Microphone is off. Click “Start microphone”, then speak naturally for about ten seconds.

How It Works

While you speak, the tool tracks two things many listeners use to perceive a voice as more masculine or feminine. The first is fundamental frequency (F0) — your average pitch — found with a YIN pitch detector and reported as the median over your voiced samples (median resists the odd glitch). The second is resonance: the tool runs LPC analysis to estimate your vocal-tract formants and reports the average of the first three. Shorter or more “raised” vocal tracts tend to produce higher formants (a brighter resonance), which listeners associate with feminine-perceived voices; lower formants read as darker, more masculine-perceived. The marker blends both cues (pitch weighted a little more) and shows roughly where your voice’s sound currently sits.
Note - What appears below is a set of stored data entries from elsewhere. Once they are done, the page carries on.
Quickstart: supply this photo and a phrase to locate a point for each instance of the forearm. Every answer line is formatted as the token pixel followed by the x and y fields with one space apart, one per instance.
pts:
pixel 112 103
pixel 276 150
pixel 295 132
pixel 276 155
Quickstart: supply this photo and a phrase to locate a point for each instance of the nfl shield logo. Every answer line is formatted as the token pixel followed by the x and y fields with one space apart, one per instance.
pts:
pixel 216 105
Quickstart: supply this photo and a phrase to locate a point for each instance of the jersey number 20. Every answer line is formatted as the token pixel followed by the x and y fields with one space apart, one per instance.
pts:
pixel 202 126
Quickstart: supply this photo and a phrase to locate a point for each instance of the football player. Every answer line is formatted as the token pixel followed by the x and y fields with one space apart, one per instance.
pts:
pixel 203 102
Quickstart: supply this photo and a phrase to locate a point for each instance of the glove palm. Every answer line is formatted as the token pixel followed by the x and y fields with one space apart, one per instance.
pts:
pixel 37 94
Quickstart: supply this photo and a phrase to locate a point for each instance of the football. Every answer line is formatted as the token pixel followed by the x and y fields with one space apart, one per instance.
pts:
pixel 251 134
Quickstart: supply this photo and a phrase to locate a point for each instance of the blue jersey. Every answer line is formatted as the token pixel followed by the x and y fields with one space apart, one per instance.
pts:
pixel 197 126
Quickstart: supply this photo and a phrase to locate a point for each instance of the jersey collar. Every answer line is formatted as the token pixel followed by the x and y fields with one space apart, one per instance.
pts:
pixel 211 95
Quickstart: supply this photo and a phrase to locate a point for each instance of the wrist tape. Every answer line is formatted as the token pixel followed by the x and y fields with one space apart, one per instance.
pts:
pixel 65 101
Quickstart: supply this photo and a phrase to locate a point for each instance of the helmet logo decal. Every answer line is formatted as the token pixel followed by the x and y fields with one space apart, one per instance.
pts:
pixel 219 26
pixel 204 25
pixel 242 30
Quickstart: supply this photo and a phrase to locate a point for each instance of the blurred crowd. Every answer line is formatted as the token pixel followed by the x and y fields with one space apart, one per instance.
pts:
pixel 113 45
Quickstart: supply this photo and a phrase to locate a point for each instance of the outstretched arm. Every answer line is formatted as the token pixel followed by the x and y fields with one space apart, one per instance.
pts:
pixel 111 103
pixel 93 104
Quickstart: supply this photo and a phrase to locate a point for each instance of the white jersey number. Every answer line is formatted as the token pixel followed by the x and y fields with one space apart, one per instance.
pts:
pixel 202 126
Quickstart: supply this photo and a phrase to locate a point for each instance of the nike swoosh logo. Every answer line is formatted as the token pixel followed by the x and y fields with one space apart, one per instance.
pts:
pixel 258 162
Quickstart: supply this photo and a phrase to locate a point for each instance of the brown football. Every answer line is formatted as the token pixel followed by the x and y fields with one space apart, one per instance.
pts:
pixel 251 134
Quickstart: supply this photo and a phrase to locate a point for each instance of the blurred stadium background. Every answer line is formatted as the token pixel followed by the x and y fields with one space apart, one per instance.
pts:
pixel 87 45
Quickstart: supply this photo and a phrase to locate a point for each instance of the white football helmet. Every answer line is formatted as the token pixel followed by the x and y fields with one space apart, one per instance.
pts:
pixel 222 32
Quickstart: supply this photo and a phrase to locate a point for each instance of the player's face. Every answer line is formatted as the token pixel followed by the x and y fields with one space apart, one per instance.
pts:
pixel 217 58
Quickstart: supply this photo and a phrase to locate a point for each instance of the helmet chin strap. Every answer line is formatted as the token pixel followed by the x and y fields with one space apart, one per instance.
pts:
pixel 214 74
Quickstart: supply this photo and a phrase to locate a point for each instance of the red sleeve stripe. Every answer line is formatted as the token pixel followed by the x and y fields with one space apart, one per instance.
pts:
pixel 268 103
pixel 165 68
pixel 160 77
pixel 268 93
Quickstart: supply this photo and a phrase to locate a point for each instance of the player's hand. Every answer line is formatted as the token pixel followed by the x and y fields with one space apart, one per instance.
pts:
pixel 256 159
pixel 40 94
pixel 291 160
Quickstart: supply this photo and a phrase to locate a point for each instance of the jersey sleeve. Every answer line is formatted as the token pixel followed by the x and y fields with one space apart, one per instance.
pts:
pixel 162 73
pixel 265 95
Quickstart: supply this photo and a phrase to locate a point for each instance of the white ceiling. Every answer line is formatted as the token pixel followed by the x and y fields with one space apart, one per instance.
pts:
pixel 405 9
For context, adult speaking pitch averages sit around 100–130 Hz for many men and 190–220 Hz for many women, with a large overlap in between — and plenty of people sit happily in that overlap. Those are population statistics, not targets, and they say nothing about who you are. If you’re training your voice, the most useful thing here is watching the numbers change as you experiment: lift your larynx, brighten your vowels, find a comfortable pitch, and see the marker move. Trust your ears and, for gender-affirming work, a qualified speech-language pathologist over any single number.

Frequently Asked Questions

Does this tell me my gender or sex?
No — and nothing could from audio alone. Gender identity and sex are not acoustic properties. This tool only measures how your voice sounds (pitch and resonance) and where that sits on a perceptual range. The result is about sound, not identity.
Is this useful for voice feminization or masculinization training?
Yes — that’s the main use. Watch your pitch and resonance change as you practise, and use it as live feedback alongside the guidance of a speech-language pathologist for gender-affirming voice work.
Why does resonance matter as much as pitch?
Pitch alone doesn’t define a perceived voice — resonance (formants, set by vocal-tract shape) is a huge cue. Many trainees raise pitch but still read a certain way until they also shift resonance. That’s why both are shown.
Is my microphone recorded or uploaded?
No. Audio is analyzed live in your browser and never leaves your device. Stopping the mic releases it immediately.
Why do my numbers vary?
Pitch and resonance shift with how you speak, your mic’s frequency response, and the room. Use medians over several seconds and compare on the same setup. Formant (resonance) estimates from LPC are approximate.